The stability of nonlinear waves on spatially extended domains is commonly probed by computing the spectrum of the linearization of the underlying PDE about the wave profile. It is known that convective transport, whether driven by the nonlinear pattern itself or an underlying fluid flow, can cause exponential growth of the resolvent of the linearization as a function of the domain length. In particular, sparse eigenvalue algorithms may result in inaccurate and spurious spectra in the convective regime.
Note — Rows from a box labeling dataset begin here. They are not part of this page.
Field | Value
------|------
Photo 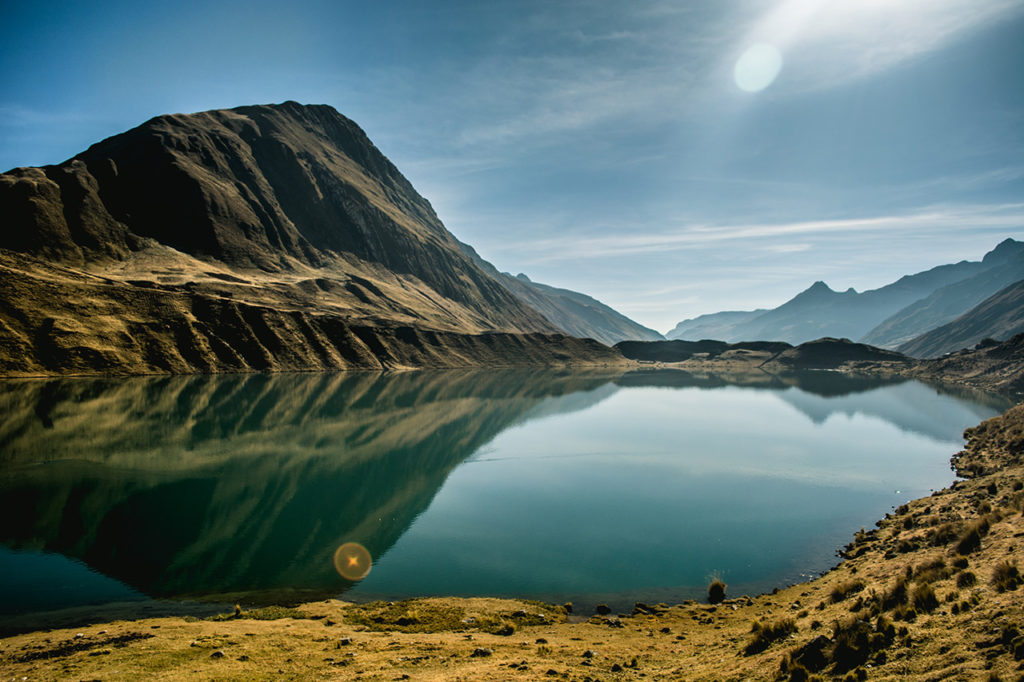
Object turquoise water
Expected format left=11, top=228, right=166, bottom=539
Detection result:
left=0, top=371, right=1008, bottom=616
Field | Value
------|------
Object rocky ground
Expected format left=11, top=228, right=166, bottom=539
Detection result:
left=0, top=406, right=1024, bottom=682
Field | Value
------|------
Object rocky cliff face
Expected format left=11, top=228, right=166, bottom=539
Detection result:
left=0, top=102, right=614, bottom=374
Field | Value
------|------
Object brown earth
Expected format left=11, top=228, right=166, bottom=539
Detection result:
left=0, top=101, right=656, bottom=376
left=0, top=246, right=625, bottom=376
left=0, top=406, right=1024, bottom=681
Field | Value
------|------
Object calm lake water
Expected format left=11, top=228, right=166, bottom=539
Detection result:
left=0, top=371, right=1009, bottom=619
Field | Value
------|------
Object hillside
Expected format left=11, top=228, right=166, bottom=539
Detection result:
left=462, top=244, right=664, bottom=346
left=0, top=102, right=618, bottom=375
left=861, top=240, right=1024, bottom=348
left=899, top=281, right=1024, bottom=357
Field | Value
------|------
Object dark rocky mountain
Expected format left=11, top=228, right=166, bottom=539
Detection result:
left=615, top=339, right=793, bottom=363
left=0, top=102, right=617, bottom=374
left=899, top=281, right=1024, bottom=357
left=861, top=240, right=1024, bottom=348
left=763, top=338, right=913, bottom=370
left=669, top=240, right=1024, bottom=345
left=462, top=244, right=665, bottom=346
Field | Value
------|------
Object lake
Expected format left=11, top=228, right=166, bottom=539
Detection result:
left=0, top=370, right=1011, bottom=619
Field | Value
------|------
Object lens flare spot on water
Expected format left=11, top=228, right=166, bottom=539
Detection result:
left=334, top=543, right=373, bottom=581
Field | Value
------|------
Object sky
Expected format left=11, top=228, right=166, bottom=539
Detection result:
left=0, top=0, right=1024, bottom=332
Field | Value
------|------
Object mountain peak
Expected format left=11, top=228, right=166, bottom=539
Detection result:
left=797, top=280, right=837, bottom=297
left=981, top=238, right=1024, bottom=267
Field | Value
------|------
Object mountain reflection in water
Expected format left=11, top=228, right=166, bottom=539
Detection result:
left=0, top=371, right=998, bottom=612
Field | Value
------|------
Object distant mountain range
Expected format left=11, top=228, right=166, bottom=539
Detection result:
left=0, top=101, right=659, bottom=374
left=462, top=244, right=665, bottom=346
left=667, top=239, right=1024, bottom=356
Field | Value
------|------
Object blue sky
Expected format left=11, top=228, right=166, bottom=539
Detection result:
left=0, top=0, right=1024, bottom=332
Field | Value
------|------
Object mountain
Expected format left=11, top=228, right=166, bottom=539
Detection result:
left=462, top=244, right=665, bottom=346
left=907, top=334, right=1024, bottom=393
left=615, top=339, right=793, bottom=363
left=861, top=240, right=1024, bottom=348
left=669, top=240, right=1024, bottom=345
left=665, top=308, right=767, bottom=341
left=0, top=101, right=617, bottom=374
left=899, top=281, right=1024, bottom=357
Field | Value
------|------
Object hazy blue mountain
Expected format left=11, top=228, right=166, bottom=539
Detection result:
left=462, top=244, right=665, bottom=346
left=665, top=308, right=767, bottom=341
left=899, top=281, right=1024, bottom=357
left=861, top=240, right=1024, bottom=348
left=670, top=240, right=1024, bottom=345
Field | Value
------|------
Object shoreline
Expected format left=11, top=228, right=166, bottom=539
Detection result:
left=0, top=406, right=1024, bottom=682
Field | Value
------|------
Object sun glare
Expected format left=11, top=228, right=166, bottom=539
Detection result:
left=732, top=43, right=782, bottom=92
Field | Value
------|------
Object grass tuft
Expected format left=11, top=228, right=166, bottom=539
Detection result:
left=743, top=619, right=797, bottom=656
left=992, top=560, right=1024, bottom=592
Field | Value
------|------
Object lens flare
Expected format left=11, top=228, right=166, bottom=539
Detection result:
left=732, top=43, right=782, bottom=92
left=334, top=543, right=373, bottom=581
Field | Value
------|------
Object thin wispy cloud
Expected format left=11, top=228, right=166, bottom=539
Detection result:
left=737, top=0, right=1024, bottom=89
left=499, top=204, right=1024, bottom=262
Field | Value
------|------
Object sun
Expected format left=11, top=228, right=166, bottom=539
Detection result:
left=732, top=43, right=782, bottom=92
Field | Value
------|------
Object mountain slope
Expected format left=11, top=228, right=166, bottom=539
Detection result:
left=461, top=244, right=664, bottom=346
left=0, top=102, right=626, bottom=373
left=670, top=240, right=1024, bottom=344
left=861, top=240, right=1024, bottom=348
left=899, top=281, right=1024, bottom=357
left=665, top=308, right=767, bottom=341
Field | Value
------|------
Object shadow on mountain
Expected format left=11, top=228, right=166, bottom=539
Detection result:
left=0, top=371, right=612, bottom=603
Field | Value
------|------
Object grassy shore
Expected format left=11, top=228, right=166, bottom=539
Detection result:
left=0, top=406, right=1024, bottom=682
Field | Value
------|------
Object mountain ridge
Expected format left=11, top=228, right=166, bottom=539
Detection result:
left=0, top=101, right=638, bottom=374
left=667, top=239, right=1024, bottom=349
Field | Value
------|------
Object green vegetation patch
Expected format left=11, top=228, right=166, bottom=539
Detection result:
left=206, top=606, right=309, bottom=622
left=828, top=580, right=865, bottom=604
left=743, top=619, right=797, bottom=656
left=345, top=600, right=475, bottom=633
In this work, we focus on spiral waves, which arise in many natural processes and which exhibit convective transport. We prove that exponential weights can serve as effective, inexpensive preconditioners that result in resolvents that are uniformly bounded in the domain size and that stabilize numerical spectral computations. We also show that the optimal exponential rates can be computed reliably from a simpler asymptotic problem posed in one space dimension.

翻译：在空间扩展域上非线性波稳定性的研究通常通过计算波剖面处偏微分方程线性化算子的谱来进行。已知对流输运（无论由非线性模式本身驱动还是底层流体流动驱动）会导致线性化解算子的指数增长，且该增长与域长度相关。具体而言，在对流主导区域中，稀疏特征值算法可能产生不准确且虚假的谱。本研究聚焦于螺旋波——这类波出现在众多自然过程中且表现出对流输运特性。我们证明指数权重可作为有效且低成本的预条件子，使解算子在域尺寸上一致有界，从而稳定数值谱计算。同时证明最优指数速率可通过一维空间中更简化的渐近问题可靠计算得出。